Cherise Fanno Burdeen is chief executive of the Pretrial Justice Institute. Marc Schindler is executive director of the Justice Policy Institute.
Maryland Attorney General Brian E. Frosh (D) last month concluded that two key aspects of Maryland’s money-bail practices — the failure to assess a person’s ability to pay before setting money bail and the failure to assess one’s inability to pay resulting in pretrial detention — would not stand up to constitutional scrutiny.
And a legal challenge seems likely. Nearly a dozen localities — places in Alabama, Mississippi, Missouri and more — through civil rights litigation have been forced to change pretrial practices. These lawsuits have resulted in the immediate release of people held on bonds they could not meet and in changes to court policies. The Justice Department even took the rare step of weighing in on one of these cases, echoing Frosh’s assertion: Pretrial detention or release that hinges on an individual’s ability to pay is bad practice and almost certainly unconstitutional.
The attorney general’s opinion offers lawmakers a path to avoid similar litigation. Unless state leaders take action, Maryland could join the jurisdictions that have had changes to bail practice imposed on them. Instead, Maryland legislators should replace the money-based pretrial system with a more effective, less expensive evidence-based approach that results in the nonfinancial release of most people and risk-based detention for the few who are a threat to public safety or of flight.
If one’s liberty is dependent upon the payment of money bail, it is clear that courts have a duty to meaningfully assess the individual’s ability to pay. But looking into every arrested person’s financial assets would be a challenge for a system already stretched thin.
Instead, we should move toward taking money out of the process altogether and use science-based, actuarial risk-assessment tools to better understand the pretrial risks each person poses, like those used in other states and localities. In Maryland, they would show that most people who are arrested are low- or medium-risk and should be released without unnecessary conditions. Some Maryland jurisdictions, including Baltimore City and Harford and Montgomery counties, already incorporate these tools into the pretrial process, but they still assign money bail as a condition of release, rendering the risk-finding essentially moot.
The attorney general also voiced concern about the legality of detaining those who cannot afford the bail amount assigned to them. From the thousands of jailed defendants who cannot pay small bail amounts to the few who make headlines with million-dollar bonds meant to keep them behind bars, this practice is counter to constitutional protections.
The attorney general described the problem simply: “You can’t imprison someone for poverty. For one guy, $1,000 bail is no big deal. For somebody else, they might not have 100 bucks, much less $1,000.”
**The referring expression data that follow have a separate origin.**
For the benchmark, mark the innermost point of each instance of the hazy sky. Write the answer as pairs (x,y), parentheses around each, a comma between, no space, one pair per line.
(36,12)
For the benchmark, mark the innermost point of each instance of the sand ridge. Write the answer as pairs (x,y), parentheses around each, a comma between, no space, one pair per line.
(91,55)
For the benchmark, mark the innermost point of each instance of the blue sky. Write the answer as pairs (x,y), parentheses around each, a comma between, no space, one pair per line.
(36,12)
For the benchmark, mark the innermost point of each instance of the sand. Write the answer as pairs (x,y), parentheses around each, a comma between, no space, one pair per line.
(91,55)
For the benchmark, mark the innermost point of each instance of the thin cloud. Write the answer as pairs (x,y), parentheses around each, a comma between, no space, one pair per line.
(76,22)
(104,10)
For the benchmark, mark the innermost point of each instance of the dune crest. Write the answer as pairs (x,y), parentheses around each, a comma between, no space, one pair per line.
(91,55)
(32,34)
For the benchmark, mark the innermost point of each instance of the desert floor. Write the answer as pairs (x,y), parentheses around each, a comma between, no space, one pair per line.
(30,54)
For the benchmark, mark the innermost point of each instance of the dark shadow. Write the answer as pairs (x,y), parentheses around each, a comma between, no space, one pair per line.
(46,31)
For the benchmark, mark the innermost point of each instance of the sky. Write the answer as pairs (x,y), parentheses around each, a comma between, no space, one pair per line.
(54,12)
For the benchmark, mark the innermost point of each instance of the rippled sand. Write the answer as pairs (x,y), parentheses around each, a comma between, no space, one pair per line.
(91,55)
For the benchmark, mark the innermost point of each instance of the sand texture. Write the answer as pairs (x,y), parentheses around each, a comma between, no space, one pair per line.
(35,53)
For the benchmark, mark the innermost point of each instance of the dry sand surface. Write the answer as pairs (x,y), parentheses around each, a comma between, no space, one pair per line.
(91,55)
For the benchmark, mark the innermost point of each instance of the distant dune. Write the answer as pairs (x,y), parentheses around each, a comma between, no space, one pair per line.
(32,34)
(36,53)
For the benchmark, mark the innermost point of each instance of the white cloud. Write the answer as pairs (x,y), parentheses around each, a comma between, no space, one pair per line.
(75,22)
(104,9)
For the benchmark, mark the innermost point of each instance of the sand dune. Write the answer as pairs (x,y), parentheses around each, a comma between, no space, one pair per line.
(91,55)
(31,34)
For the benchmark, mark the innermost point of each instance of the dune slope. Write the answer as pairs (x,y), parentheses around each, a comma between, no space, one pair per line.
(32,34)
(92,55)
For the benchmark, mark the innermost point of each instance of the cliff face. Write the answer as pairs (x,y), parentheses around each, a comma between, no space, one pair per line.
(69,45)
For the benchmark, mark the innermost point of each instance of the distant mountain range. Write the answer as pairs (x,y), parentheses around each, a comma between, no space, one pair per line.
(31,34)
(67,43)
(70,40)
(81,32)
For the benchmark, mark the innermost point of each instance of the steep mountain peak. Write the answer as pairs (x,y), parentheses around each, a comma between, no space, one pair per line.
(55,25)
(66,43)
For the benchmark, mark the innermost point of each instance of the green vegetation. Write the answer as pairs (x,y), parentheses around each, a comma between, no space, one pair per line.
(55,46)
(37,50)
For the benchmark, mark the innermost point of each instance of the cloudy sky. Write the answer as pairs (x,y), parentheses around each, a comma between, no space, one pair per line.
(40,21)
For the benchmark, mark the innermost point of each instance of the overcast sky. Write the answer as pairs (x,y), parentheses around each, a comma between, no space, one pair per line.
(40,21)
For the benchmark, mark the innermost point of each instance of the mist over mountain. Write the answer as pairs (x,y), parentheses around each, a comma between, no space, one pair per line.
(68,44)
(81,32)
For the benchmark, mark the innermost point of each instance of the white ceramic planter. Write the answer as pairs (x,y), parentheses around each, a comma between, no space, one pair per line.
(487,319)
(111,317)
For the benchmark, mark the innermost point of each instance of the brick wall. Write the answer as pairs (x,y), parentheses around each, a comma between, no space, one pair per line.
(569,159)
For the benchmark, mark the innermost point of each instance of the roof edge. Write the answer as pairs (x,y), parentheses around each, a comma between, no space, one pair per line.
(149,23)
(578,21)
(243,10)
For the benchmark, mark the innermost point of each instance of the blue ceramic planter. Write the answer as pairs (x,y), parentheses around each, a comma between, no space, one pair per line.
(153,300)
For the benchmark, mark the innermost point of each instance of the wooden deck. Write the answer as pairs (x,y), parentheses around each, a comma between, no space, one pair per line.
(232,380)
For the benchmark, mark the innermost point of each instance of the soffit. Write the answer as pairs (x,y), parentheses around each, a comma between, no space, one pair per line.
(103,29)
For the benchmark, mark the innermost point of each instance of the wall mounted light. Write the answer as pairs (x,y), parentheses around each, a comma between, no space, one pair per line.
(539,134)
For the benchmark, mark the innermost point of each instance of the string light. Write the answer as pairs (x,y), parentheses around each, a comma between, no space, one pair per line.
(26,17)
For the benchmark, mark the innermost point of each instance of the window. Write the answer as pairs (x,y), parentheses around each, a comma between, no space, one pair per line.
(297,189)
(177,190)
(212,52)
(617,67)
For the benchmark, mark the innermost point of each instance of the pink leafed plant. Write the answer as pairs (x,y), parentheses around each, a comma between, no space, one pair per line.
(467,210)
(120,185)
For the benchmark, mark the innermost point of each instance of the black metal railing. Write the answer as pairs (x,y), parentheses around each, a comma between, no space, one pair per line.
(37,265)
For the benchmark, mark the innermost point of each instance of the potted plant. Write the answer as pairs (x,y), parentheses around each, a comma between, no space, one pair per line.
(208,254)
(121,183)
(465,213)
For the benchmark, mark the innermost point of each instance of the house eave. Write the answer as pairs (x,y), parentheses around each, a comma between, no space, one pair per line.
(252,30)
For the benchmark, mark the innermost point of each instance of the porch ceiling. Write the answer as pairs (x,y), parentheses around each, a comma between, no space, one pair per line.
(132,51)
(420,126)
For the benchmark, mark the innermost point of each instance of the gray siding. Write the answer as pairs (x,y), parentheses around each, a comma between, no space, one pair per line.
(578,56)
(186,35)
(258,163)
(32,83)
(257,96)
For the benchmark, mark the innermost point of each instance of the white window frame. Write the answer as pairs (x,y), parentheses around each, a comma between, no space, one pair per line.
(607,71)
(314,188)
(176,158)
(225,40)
Again, risk-based pretrial justice provides a solution. Legally, only those for whom no court-ordered condition or set of conditions can ensure compliance upon release should be held. The best way to know who fits this small set of high-risk individuals — typically about 8 percent of defendants — is through risk assessment, combined with judicial discretion. Places such as the District and New Jersey have changed their laws to allow for outright risk-based detention — with due process and transparency — and Maryland should do the same, solving the money-based detention issue.
The attorney general’s office submitted a letter to the judiciary’s rules committee asking for changes to the state’s bail system, bringing pretrial practices more in line with constitutional requirements. This is a step in the right direction, and legislators should follow suit and finally remove money from the process once and for all.
If there’s one lesson Maryland — and other states — can take from the recent bail-related civil rights litigation, it’s that it is better to voluntarily design reform rather than be forced into immediate and costly actions by court rulings. Maryland has a chance to build on several years of state-level work to preemptively improve the state’s pretrial systems. The attorney general’s opinion gives policymakers yet another reason to maintain the momentum to make pretrial justice safer, fairer and more effective in Maryland.